Respectueux des lois mexicans prenant les armes illégales npr Bitcoin récompense

Alex, Daniel et Max LeBaron donnent sur Colonia LeBaron à Chihuahua, au Mexique, en face d’une cabane, ils ont construit de vigie contre les criminels approchant je Bitcoin à RIN. Le assassiner de deux citoyens galvanisées cette communauté pour se protéger, dit Alex.

Les meurtres de sang-froid Benjamin LeBaron et Luis Widmar galvanisé la communauté, Julian LeBaron dit Bitcoin coût. Il les a incités à prendre une position qui est familière aux partisans deuxième amendement aux États-Unis, mais qui est tabou au Mexique.

"Je pense qu’il y aurait moins de violence s’il y avait plus d’armes, dans le sens que je pourrais chaland ici et faire ce que je veux, sachant que ce gars-là n’a pas une arme à feu," dit Jose Widmar, le frère de Luis tué.

Ils ont un avocat dans leur cousin Alex LeBaron, un état de Chihuahua, âgé de 31 ans adjoint aux aspirations nationales.


Il est un homme politique costaud, poupin qui a fréquenté le collège au Nouveau-Mexique et a servi dans l’U.S comment échanger Bitcoin pour des USD. Marine en ligne mineur Bitcoin gratuit. Son propre père a été tué dans un vol de voiture.

Alex LeBaron et quelques amis se sont réunis à un club de tir à proximité de plink loin à des silhouettes de canard en acier ce qui est Bitcoin fourchette. Se joindre à un club de tir sportif est une façon d’éviter l’aggravation de l’obtention d’un permis individuel.

Bien que la Constitution mexicaine permet la propriété des armes à feu, le gouvernement limite strictement ce privilège comme une réponse à la violence de la révolution mexicaine et à des soulèvements dans les années 1960 lorsque les étudiants ont pillé les magasins d’armes à feu à Mexico.

"Sur le marché noir, il est très facile d’acquérir la plupart des armes de fabrication américaine dans notre pays, mais à travers le processus juridique, il est … très complexe et coûteux," dit Alex LeBaron.

Un citoyen qui veut un permis pour une arme doit demander à l’armée mexicaine – un processus qui peut coûter plus de $ 10,000 dollar à Bitcoin convertisseur. Ensuite, ils payer pour avoir le permis renouvelé chaque année où puis-je acheter Bitcoins. L’armée réglemente encore le calibre des armes, combien d’armes, une personne peut posséder, combien de munitions qu’ils peuvent acheter chaque mois, et où dans le pays dans lequel ils peuvent prendre l’arme.

"Au Mexique, les lois ne vous permettent pas efficacement d’acheter des armes," dit le prix Dr bitcoin baisse. Oscar Urrutia Beall, un membre de longue date du club de tir Paquime. "Il y a des armes qu’ils vendent à Mexico, mais les formalités administratives est difficile que vous pouvez acheter Bitcoins avec paypal.
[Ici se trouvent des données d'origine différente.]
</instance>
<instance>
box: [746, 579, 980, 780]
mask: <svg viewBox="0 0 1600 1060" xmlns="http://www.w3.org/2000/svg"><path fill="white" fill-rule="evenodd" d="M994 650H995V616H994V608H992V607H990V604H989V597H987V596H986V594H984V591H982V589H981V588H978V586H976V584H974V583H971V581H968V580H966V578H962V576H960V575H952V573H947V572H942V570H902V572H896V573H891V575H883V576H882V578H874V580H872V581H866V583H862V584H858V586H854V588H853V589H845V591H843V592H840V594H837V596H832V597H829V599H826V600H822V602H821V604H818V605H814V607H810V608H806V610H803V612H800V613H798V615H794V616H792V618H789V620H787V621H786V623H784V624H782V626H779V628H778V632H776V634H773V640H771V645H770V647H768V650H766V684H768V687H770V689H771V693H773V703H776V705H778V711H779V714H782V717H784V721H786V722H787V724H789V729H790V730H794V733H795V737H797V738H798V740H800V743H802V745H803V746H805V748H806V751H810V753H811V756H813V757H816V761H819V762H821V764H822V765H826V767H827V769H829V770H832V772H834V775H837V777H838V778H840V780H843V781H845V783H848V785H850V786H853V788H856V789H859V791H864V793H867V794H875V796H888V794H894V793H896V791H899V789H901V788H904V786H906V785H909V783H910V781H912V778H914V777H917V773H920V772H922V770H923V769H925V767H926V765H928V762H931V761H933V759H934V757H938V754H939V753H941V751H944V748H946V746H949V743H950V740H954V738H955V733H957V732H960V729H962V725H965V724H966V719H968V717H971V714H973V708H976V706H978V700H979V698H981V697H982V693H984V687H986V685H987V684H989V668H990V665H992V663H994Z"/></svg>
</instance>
Ici, ils ne nous laisseront pas acheter une arme à feu, mais ils nous ont laissé posséder une arme. Il est une incongruité, une loi a échoué."

Sur la ferme familiale LeBaron en dehors de la ville, les travailleurs emballent piments rouges pour l’expédition au Nouveau-Mexique. La famille cultive aussi la luzerne, les pacanes et le coton sur les champs irrigués bordés par les contreforts balayées par le vent des montagnes de la Sierra Madre.

Une nuit, en Octobre 2009, une fusillade a éclaté entre les deux frères LeBaron et une équipe de l’armée mexicaine. Les LeBarons affirment que les soldats sont venus à la porte avant et ne se sont pas identifiés ppt présentation Bitcoin. Craignant qu’ils étaient kidnappeurs, dit Alex, la famille a ouvert le feu.

Si ces trois réponses sont un guide, la croisade de LeBarons de réviser les lois d’armes à feu est en contradiction avec une certaine ambivalence culturelle envers les armes à feu, au moins parmi les citoyens mexicains respectueux des lois.

Alex LeBaron est découragée. "Je dois souligner fermement que si le gouvernement fédéral, le gouvernement de l’État ou le gouvernement local ne peut pas vous protéger contre les cartels ou des groupes criminels, nous devrions être en mesure de nous protéger. C’est la ligne de fond," il dit.

Le directeur d’un site pro-gun appelé le Mexique Armado dit qu’il n’y a pas de mouvement populaire au moment de libéraliser les lois sur les armes de la nation. Peut-être, at-il ajouté, c’est parce que tous ceux qui veulent une arme au Mexique – ils être un bon gars ou un méchant – n’a pas de problème à obtenir un.